The commission thinks collectives, which are located in residential areas only, should operate from 8 a.m. to 10 p.m. City staff is recommending that they only be allowed to stay open until 8 p.m. The city council discussed limiting the size of collectives; the MCC thinks this can be accomplished by limiting member trips to five a day. Under the proposed changes, collectives could have more than one location.

The regulations would, for the first time, require dispensaries to test its cannabis and edible cannabis products for contaminants. The MCC is recommending that baked goods be exempt since they are cooked at 200 degrees, higher than the recommended 140-170 degrees needed to kill bacteria.

Another change would be to add language that states violations of the zoning law would be a public nuisance. This would give Berkeley the ability to take action to abate any violations, thereby speeding up the process of shutting down a collective that was operating illegally. (Berkeley is still trying to shut down Forty Acres collective, which it contends is operating in a commercial district in violation of zoning laws. Forty Acres contends it was operating before the law was in place and should be grandfathered in.)
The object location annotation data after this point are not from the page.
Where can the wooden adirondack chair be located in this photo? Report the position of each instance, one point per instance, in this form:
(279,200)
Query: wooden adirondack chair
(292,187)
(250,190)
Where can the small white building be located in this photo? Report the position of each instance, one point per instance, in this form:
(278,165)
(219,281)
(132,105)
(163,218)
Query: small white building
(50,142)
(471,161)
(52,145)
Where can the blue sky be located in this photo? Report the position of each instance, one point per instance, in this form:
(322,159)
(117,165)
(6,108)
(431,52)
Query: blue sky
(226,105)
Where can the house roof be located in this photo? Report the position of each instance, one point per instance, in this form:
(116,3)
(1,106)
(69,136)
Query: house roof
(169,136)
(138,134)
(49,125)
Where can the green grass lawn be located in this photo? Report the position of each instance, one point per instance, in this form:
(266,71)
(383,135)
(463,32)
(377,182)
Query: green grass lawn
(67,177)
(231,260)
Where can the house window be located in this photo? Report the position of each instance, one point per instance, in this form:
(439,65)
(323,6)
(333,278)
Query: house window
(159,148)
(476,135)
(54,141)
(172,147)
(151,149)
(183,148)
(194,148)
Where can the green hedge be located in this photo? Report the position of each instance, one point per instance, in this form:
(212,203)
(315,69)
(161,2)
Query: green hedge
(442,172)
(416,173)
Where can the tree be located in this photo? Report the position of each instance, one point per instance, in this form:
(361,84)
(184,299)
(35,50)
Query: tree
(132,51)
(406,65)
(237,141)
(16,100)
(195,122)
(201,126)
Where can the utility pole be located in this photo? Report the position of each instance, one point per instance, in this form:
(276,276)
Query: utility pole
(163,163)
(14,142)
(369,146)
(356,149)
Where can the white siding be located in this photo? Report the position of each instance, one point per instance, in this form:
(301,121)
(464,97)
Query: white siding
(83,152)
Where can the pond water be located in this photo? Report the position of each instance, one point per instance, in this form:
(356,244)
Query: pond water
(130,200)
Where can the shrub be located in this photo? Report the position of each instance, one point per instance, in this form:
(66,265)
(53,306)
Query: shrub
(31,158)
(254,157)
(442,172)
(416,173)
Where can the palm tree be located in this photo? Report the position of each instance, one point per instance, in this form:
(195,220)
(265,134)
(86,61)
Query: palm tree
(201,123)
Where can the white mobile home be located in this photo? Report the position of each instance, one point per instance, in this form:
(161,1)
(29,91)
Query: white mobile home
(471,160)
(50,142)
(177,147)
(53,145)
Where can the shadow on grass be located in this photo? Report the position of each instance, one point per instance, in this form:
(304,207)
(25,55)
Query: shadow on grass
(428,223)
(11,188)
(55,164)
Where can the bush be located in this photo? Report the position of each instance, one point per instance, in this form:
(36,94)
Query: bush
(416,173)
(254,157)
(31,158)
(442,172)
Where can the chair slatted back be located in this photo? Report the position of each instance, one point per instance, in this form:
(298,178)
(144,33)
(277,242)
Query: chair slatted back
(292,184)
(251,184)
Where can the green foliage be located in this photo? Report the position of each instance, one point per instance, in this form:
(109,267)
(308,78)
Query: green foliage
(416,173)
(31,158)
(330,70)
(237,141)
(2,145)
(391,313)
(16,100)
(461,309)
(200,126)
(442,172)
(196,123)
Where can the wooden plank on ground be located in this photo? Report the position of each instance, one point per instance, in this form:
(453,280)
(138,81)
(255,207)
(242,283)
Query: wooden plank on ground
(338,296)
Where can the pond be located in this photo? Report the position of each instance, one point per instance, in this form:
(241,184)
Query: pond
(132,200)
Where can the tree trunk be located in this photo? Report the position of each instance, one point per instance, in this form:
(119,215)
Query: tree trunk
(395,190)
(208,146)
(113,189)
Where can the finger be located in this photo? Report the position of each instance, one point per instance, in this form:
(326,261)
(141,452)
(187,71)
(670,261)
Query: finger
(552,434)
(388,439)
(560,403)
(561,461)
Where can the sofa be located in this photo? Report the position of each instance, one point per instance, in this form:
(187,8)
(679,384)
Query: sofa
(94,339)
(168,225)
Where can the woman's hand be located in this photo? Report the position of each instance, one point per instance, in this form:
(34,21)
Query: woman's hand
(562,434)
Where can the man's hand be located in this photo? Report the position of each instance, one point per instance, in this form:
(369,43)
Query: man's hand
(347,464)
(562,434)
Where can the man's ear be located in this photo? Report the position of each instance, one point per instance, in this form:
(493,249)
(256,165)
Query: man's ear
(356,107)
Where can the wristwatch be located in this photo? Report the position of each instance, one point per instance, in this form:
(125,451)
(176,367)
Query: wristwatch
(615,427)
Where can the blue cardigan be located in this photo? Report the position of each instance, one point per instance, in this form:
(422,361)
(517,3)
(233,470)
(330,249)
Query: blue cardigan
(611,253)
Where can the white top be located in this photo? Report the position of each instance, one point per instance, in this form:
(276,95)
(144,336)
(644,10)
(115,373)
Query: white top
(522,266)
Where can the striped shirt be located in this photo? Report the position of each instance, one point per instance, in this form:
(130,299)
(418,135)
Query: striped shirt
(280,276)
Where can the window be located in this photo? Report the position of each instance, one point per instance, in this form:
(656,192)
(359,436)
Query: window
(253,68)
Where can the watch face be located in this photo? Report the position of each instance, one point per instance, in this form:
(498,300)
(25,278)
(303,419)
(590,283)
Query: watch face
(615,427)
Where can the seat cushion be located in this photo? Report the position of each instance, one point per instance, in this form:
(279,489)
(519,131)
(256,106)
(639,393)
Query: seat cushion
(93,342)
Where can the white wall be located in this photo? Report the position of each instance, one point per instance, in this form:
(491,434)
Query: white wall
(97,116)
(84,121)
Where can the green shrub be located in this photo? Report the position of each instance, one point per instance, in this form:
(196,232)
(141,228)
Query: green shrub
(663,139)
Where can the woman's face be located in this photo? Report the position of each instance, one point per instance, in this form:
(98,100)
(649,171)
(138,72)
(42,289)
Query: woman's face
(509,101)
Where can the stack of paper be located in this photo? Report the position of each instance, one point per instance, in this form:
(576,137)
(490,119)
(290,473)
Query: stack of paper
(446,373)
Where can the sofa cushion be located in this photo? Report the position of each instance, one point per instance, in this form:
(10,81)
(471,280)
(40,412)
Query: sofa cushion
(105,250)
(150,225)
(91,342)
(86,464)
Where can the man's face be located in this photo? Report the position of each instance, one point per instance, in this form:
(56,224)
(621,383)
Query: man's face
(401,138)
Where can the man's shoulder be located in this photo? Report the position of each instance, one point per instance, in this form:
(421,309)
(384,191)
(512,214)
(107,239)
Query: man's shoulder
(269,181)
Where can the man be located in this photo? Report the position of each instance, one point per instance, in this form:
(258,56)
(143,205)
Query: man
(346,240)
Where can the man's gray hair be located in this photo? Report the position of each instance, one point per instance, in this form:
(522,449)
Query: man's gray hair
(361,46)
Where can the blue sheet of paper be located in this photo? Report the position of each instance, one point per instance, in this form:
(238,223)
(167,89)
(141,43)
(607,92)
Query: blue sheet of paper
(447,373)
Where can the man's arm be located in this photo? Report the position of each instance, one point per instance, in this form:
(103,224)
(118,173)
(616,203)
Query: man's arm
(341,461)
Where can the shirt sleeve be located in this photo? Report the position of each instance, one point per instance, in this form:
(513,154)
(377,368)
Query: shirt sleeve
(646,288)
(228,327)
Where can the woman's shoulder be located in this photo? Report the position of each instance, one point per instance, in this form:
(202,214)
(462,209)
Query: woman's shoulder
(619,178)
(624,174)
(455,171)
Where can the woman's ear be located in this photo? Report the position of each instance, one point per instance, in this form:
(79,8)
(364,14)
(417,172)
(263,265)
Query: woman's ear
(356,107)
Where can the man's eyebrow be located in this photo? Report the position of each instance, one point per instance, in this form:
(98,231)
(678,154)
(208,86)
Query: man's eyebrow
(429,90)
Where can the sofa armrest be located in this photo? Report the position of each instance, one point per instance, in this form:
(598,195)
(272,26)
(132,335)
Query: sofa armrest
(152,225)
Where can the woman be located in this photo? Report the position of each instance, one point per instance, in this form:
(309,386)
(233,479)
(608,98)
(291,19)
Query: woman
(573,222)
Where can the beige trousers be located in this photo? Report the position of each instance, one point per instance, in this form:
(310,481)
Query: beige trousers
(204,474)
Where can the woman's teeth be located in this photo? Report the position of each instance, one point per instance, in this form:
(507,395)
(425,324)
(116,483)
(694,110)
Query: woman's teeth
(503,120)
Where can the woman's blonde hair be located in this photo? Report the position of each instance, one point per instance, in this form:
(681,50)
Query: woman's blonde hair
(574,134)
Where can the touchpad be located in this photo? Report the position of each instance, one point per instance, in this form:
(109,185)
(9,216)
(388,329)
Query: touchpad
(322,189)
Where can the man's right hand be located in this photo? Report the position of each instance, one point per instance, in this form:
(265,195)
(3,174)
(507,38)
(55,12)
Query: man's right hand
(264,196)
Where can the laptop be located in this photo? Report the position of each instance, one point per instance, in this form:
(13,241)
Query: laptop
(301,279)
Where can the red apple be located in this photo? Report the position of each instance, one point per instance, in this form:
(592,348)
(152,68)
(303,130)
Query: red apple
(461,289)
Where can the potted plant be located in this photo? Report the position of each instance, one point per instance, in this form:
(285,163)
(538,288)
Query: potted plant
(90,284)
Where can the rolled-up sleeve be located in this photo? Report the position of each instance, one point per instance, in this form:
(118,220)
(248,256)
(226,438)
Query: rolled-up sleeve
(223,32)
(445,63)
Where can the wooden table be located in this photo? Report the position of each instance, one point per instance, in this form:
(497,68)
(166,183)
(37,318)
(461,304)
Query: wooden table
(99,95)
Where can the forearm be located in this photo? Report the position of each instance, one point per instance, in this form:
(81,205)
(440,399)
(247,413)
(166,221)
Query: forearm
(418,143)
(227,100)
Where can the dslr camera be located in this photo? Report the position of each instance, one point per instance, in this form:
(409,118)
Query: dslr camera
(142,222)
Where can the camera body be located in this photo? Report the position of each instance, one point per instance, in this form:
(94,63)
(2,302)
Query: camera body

City staff want all dispensaries to secure doors and windows with bars or sliding or retractable doors. The MCC wants to allow the hiring of a security guard as an alternative. City staff also wants to prevent all consumption of medical cannabis at dispensaries or within 50 feet of dispensaries; the MCC wants to allow vaporization of cannabis and consumption of edibles on site.

The Medical Cannabis Commission has recommended that Berkeley approve six dispensaries rather than four to meet patient demand. The city council has indicated it will ask the planning commission to consider this.

Look at the proposed regulations.

Berkeley delays decision on fourth dispensary (09.20.13)
Berkeley to consider 4th medical cannabis dispensary (09.17.13)
Berkeley delays fourth medical cannabis dispensary (06.13.13)
Berkeley Council declares Greenleaf a public nuisance (06.05.13)
Officials oppose Fed’s suit to shut dispensary (05.18.13)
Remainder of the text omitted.